Throughout, I was touched by her honesty regarding her perceived shortcomings and her self-doubt, but also by the fact that she didn’t allow these to prevent her from doing what she believed in, seeing them instead as tools to help her see her own truth. At one pivotal moment, Flanagan realises how far behind she has left the ideals of her youth and how her desire for a simpler life has been crushed by the overwhelming amount of stuff that is gathered physically and mentally by everyday life in a society conditioned to covet and consume. This is when she begins to try to find a way to start living a life which is true to her ideals and that truly fulfills her potential.
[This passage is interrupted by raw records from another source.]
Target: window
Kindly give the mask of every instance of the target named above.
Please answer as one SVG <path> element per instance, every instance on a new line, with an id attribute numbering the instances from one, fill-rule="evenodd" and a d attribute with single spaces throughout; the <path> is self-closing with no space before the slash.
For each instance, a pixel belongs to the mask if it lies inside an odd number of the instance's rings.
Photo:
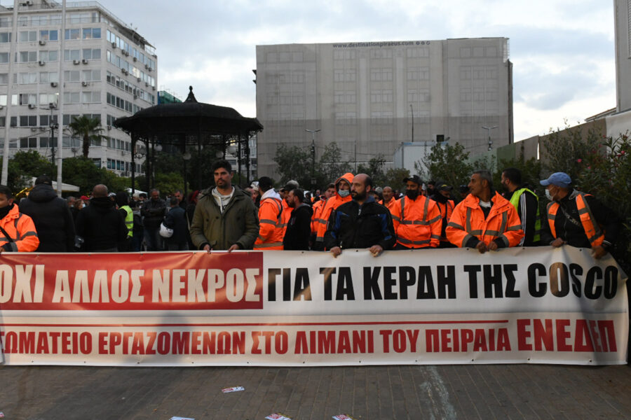
<path id="1" fill-rule="evenodd" d="M 101 102 L 101 92 L 82 92 L 81 102 L 83 104 L 96 104 Z"/>
<path id="2" fill-rule="evenodd" d="M 18 79 L 16 83 L 18 85 L 28 85 L 37 83 L 36 73 L 18 73 L 13 76 L 16 76 Z"/>
<path id="3" fill-rule="evenodd" d="M 83 70 L 81 74 L 81 80 L 83 81 L 99 82 L 101 80 L 100 70 Z"/>
<path id="4" fill-rule="evenodd" d="M 17 53 L 20 63 L 33 63 L 37 61 L 37 51 L 20 51 Z"/>
<path id="5" fill-rule="evenodd" d="M 50 104 L 55 104 L 55 106 L 57 106 L 59 102 L 59 94 L 58 93 L 40 93 L 39 94 L 39 103 L 44 106 L 50 106 Z"/>
<path id="6" fill-rule="evenodd" d="M 59 59 L 59 51 L 56 50 L 50 51 L 40 51 L 39 59 L 43 62 L 55 62 Z"/>
<path id="7" fill-rule="evenodd" d="M 81 100 L 81 94 L 79 92 L 65 92 L 64 104 L 79 104 Z"/>
<path id="8" fill-rule="evenodd" d="M 39 83 L 59 83 L 59 73 L 57 71 L 40 71 Z M 40 104 L 42 102 L 40 101 Z"/>
<path id="9" fill-rule="evenodd" d="M 64 61 L 74 61 L 81 58 L 81 50 L 64 50 Z"/>
<path id="10" fill-rule="evenodd" d="M 37 95 L 34 93 L 20 93 L 20 105 L 37 105 Z"/>
<path id="11" fill-rule="evenodd" d="M 29 148 L 37 147 L 37 137 L 29 137 L 20 139 L 20 148 Z"/>
<path id="12" fill-rule="evenodd" d="M 20 127 L 37 127 L 37 115 L 20 115 Z"/>
<path id="13" fill-rule="evenodd" d="M 53 115 L 52 118 L 53 123 L 57 123 L 57 115 Z M 39 125 L 41 127 L 50 127 L 50 115 L 39 115 Z"/>
<path id="14" fill-rule="evenodd" d="M 65 82 L 80 82 L 81 72 L 79 70 L 66 70 L 64 71 Z"/>
<path id="15" fill-rule="evenodd" d="M 75 118 L 79 118 L 79 115 L 74 114 L 64 114 L 63 122 L 64 125 L 68 125 L 71 122 L 74 121 Z"/>
<path id="16" fill-rule="evenodd" d="M 83 52 L 84 59 L 101 59 L 101 50 L 99 48 L 85 48 Z"/>
<path id="17" fill-rule="evenodd" d="M 39 31 L 40 41 L 59 41 L 57 29 L 50 29 Z"/>
<path id="18" fill-rule="evenodd" d="M 79 29 L 66 29 L 64 39 L 79 39 L 81 31 Z"/>
<path id="19" fill-rule="evenodd" d="M 83 28 L 83 39 L 96 39 L 101 37 L 101 28 Z"/>
<path id="20" fill-rule="evenodd" d="M 35 42 L 37 41 L 37 31 L 20 31 L 18 42 Z"/>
Her spiritual beliefs play a large part in this – her faith is the glue holding this book together. She trusts in what the Quakers call ‘way opening’, the belief that when you are doing the right thing, and you commit to it, the way will open for you, and the opportunities or abundance you need will come to help make it happen. After attending a climate rally, she comments: ‘the connection of all life, human and animal, ran through the speeches of the First Nation women, who spoke of their obligation to their children, their ancestors, and to their “one true mother”. It seemed so simple, so obvious, that we humans were interdependent, finding our humanity in each other, as well as our survival. Of course, we all drank the same water.’

This inspiring book reminds us of the urgency of fighting climate change and that we each have a responsibility to speak for our planet.